I've been sidelined with the bad shoulder, but the Togs are still there from what my fishing buddy is telling me.


----------



## Cdog (Mar 18, 2002)

Hey guys are th stripers still up there or have they started moving my way yet?


----------



## cocoflea (Aug 1, 2002)

Just got off the phone with one of my fishing biddies the Stripers and blues are spoty since last weeks wind storms so I have a feeling the action will start picking up down your way.


----------



## addict (Apr 26, 2003)

Stripers are still around here in decent numbers.

coco - hope you get better soon bud. I got the ol' donut togging saturday off sheepshead bay.

Cdog, you'll know the rocks are coming your way when you see me casting over your line.


----------



## Cdog (Mar 18, 2002)

cocoflea, thanks for th reply, stinks th shoulder still has ya sidelined. Hope it gets better soon.
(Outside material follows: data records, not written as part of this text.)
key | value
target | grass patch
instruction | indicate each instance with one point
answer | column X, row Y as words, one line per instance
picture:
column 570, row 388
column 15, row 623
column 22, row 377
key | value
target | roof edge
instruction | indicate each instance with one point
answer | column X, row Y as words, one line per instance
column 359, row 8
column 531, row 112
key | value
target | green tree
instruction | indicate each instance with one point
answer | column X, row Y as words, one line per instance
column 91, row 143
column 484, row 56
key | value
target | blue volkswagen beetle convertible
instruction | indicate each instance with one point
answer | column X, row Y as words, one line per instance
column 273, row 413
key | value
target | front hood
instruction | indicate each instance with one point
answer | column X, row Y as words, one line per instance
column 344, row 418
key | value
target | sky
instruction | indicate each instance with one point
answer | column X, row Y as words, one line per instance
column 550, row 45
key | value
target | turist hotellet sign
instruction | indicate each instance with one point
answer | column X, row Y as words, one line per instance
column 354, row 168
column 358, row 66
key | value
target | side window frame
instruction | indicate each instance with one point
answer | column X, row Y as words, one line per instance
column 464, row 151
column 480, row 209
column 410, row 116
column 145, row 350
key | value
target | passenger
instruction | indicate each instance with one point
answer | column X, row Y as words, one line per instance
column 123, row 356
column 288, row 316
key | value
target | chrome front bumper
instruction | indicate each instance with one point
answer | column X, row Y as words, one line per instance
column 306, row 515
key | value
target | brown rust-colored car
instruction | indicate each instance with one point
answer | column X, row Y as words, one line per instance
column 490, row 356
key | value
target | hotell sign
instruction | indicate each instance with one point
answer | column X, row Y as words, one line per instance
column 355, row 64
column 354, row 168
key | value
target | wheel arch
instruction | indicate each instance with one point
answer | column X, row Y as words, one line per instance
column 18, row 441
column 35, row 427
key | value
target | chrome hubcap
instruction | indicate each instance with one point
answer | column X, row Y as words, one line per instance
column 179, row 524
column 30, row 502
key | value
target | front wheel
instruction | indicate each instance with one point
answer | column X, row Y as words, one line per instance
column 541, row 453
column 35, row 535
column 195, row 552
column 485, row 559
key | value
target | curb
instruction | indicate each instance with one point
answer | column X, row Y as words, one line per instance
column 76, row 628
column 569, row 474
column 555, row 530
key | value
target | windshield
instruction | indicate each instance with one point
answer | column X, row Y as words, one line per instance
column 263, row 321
addict, sounds good ta me. You'll have ta show me th proper yankee way ta use them plugs.


----------



## cocoflea (Aug 1, 2002)

Thanks guys I think I going to shut down for the year and watch you guys catch the fish. It almost 90% but I get busy around the Holiday season so I'll call it quits for this year and come back stronger next year.


----------